That was a key conclusion of a new Mercer analysis of January to December 2008 data for the 1.2 million 401(k) participants in the plans it administers for clients.
Mercer pointed to two potentially dangerous trends in its analysis:
- a 59% increase in November and December for those asking for plan withdrawals; and
- since July, there has been a steady increase in the number of participants who have reduced their contribution rate to zero, and overall Mercer has seen more participants decrease rather than increase their contribution rates throughout 2008, a trend rarely seen in more stable economic times.
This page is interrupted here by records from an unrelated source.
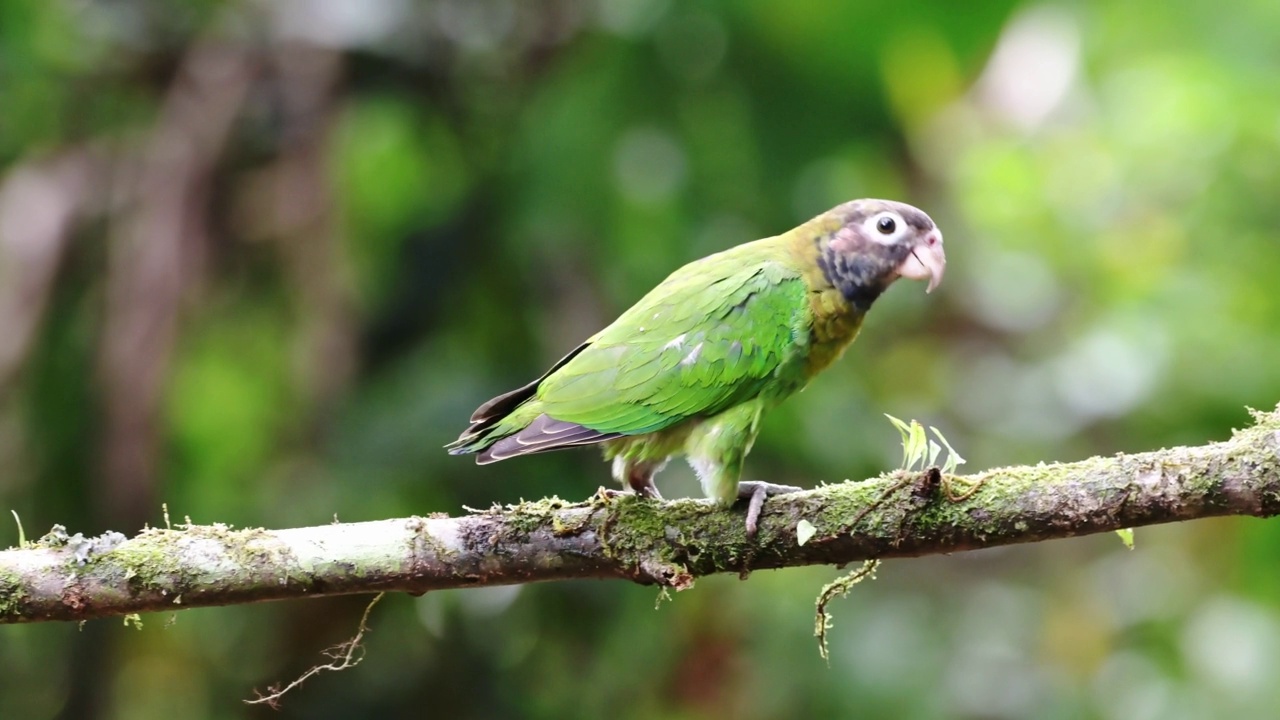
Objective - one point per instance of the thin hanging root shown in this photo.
(839, 587)
(344, 655)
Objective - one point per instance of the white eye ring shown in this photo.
(886, 227)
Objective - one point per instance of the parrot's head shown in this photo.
(876, 242)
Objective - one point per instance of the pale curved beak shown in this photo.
(926, 261)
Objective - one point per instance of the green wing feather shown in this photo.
(711, 336)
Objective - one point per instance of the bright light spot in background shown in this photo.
(1033, 67)
(649, 165)
(1111, 369)
(476, 604)
(475, 24)
(339, 23)
(693, 45)
(1011, 291)
(1009, 397)
(824, 183)
(631, 18)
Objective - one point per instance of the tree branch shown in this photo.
(624, 537)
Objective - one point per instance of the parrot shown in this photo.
(694, 364)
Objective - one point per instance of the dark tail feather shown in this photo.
(479, 436)
(544, 433)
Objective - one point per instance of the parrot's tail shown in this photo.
(513, 424)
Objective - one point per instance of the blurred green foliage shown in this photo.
(319, 233)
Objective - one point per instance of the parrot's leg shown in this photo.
(716, 450)
(754, 492)
(638, 475)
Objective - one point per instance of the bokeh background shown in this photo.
(259, 261)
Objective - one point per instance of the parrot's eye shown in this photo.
(886, 228)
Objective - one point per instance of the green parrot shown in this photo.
(695, 363)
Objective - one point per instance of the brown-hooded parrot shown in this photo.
(694, 364)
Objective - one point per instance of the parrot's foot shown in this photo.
(754, 492)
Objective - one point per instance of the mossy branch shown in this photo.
(624, 537)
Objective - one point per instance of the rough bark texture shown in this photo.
(624, 537)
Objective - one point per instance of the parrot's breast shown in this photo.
(833, 327)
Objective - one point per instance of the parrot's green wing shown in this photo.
(711, 336)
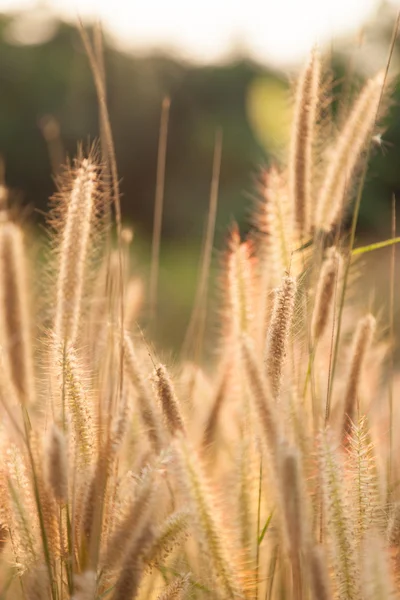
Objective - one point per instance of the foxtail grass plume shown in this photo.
(346, 152)
(74, 250)
(211, 535)
(262, 395)
(278, 332)
(129, 579)
(361, 343)
(302, 140)
(145, 399)
(240, 286)
(273, 220)
(338, 518)
(169, 401)
(15, 323)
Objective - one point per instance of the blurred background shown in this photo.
(227, 65)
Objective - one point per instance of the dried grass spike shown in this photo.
(210, 531)
(319, 575)
(169, 402)
(278, 332)
(74, 250)
(350, 143)
(262, 396)
(15, 325)
(148, 410)
(301, 152)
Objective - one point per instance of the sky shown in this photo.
(275, 31)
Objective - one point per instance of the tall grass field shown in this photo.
(265, 469)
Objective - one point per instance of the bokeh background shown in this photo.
(223, 65)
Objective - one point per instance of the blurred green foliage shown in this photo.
(243, 98)
(248, 101)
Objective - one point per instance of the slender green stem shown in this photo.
(354, 227)
(258, 525)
Mercer said participants have also shifted assets dramatically from equity markets into capital preservation funds.In fact, Mercer said that compared to the same time frame last year, balances and plan contributions in stable value and money market funds have grown 70% from 2007, while equity funds have decreased correspondingly.
Other findings from Mercer’s analysis include:
- Mercer’s call center activity in September and October saw increases between 10% and 20%, but those are the only two months showing an increase since May 2008.
- Mercer’s participant-related Web site traffic has remained fairly flat throughout 2008 with a spike occurring in October when the stock market had its most dramatic decrease.
- Some 28% of 401(k) retirement plan participants have seen a 30% or more decrease in their account balances in 2008 through December.